Unbreakable is a movie about the relationship between Elijah Price, a man born with glass bones, and David Dunn, a man who discovers he’s indestructible through the course of the film.


Look, okay, this is a really good movie. It’s “Forgive The Last Airbender” good. It’s hard to even fathom that The Last Airbender and Unbreakable are made by the same guy. The movie’s premise is basically, “What if Superman was Superman, but also a distracted idiot.” I mean that in a good way. What would happen if Superman didn’t realize he had superpowers until somebody told him he does to his face?


So here’s how the movie starts: with Shyamalan showing off. It takes one scene to squeeze the essence of a guy into something more real than your depressive alcoholism. You see David Dunn, and how he interacts with children, how a married man tries to hit on a pretty girl, and how subdued he is after a bad job interview. The scene uses train chair to segment the screen like your girlfriend uses Xanax to convince herself everything’s okay. That’s to say, really well. You already start getting a comic book vibe from this. Anybody remember how the 2003 Hulk movie tried to assault you by making the movie seem…comic booky? Here’s a video to show you what I mean:




Well, Unbreakable is how you do that the right way. Everything seems contained like it would in a comic book, but not in an over the top way like it did in Hulk. That’s something that fits in really well with the themes in the movie.

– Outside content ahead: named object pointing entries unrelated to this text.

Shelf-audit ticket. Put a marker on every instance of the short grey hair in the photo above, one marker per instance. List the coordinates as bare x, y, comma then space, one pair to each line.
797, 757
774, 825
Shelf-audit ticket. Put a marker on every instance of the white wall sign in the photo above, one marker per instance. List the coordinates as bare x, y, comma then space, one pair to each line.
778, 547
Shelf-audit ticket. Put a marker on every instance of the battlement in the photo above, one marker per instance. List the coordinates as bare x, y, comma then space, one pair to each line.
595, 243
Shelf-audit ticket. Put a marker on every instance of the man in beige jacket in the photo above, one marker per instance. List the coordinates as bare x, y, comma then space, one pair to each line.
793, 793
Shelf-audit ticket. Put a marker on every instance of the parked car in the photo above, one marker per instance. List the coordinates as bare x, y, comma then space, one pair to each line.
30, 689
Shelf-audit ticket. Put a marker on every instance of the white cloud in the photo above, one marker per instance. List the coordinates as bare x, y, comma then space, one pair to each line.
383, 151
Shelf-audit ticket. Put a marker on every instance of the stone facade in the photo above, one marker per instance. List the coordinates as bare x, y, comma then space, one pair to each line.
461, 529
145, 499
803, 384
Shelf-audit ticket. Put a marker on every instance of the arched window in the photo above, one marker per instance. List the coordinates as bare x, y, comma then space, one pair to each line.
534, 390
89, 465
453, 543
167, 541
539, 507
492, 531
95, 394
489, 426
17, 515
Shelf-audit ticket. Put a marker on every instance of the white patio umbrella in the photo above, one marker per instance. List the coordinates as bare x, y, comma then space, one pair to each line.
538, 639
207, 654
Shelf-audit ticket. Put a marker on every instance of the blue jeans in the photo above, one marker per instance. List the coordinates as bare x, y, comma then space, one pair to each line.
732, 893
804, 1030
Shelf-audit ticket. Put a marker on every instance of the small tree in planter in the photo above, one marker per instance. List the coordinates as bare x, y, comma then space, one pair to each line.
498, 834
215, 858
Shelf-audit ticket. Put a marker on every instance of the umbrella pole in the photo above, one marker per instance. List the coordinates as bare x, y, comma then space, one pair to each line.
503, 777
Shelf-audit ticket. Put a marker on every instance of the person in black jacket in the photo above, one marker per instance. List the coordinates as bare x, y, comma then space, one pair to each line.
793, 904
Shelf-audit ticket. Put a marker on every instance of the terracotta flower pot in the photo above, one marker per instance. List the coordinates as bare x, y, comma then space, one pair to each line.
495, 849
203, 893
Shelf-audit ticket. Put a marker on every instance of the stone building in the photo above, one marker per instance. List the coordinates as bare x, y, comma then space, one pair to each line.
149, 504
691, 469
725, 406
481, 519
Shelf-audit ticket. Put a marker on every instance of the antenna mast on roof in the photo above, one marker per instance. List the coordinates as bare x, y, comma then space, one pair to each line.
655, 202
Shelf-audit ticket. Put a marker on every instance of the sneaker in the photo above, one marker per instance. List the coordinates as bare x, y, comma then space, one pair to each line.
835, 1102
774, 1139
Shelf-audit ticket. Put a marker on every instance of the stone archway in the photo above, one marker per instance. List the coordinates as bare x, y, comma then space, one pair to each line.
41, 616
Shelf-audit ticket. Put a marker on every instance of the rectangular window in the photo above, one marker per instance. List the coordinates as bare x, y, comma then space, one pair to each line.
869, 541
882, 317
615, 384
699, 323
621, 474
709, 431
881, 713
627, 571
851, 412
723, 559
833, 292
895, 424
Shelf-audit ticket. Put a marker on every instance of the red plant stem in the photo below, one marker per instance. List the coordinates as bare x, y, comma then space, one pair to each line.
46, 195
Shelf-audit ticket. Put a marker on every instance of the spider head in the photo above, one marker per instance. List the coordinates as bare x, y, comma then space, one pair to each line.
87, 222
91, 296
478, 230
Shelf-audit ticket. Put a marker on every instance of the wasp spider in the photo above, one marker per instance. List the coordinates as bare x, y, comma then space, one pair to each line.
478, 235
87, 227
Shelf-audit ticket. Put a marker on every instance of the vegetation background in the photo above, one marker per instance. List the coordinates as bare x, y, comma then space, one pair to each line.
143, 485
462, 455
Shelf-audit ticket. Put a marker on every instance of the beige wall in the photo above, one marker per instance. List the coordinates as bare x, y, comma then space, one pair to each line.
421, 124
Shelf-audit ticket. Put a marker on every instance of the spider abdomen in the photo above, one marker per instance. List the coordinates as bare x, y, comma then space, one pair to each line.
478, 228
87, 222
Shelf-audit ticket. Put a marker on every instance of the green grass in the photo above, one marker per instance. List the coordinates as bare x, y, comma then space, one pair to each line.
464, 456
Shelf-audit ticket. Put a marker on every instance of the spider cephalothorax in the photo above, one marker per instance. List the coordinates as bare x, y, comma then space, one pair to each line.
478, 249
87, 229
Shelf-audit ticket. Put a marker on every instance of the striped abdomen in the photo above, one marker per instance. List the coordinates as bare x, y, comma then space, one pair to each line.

Another style borrowed from comic books is the shrine to color coordination that this movie builds. David Dunn is green, Elijah Price is Purple, the bad guy that one time is Orange. The characters being showcased have colors assigned to them that aligns with how comic books portray characters. This is a comic book movie without any source material, made when comic book movies weren’t something that people drowned in.


Be warned, spoilers be ahead.


The ending of the movie was disappointing to a lot of critics, just as their job description was to their parents. The big Shyamalan twist ending wasn’t as surprising as the one at the end of Sixth Sense, but that’s hardly the only metric you can use to judge a movie. There are bits and pieces that I don’t quite get though. Like for example, why did Elijah want David to know what he did? Yeah okay, what exactly was the plan? You tell him everything and not go to prison for it? He basically surrendered. Why would he put in so much effort into creating an arch nemesis if the entire point was to surrender at the end of it anyways? Dunn could’ve touched him and found out that his passionate friend is actually just straight cancer, why did the guy have to admit to everything just when things had gotten to where he wanted them to be. It’s not like his crimes were minor and he’d be out in a year or two. He did badass terroristy things. Weird things. What’s the point?


The ending didn’t condemn the movie though, it was still a good watch. I’d definitely recommend getting wasted and rewatching it sometime if you’ve already seen it.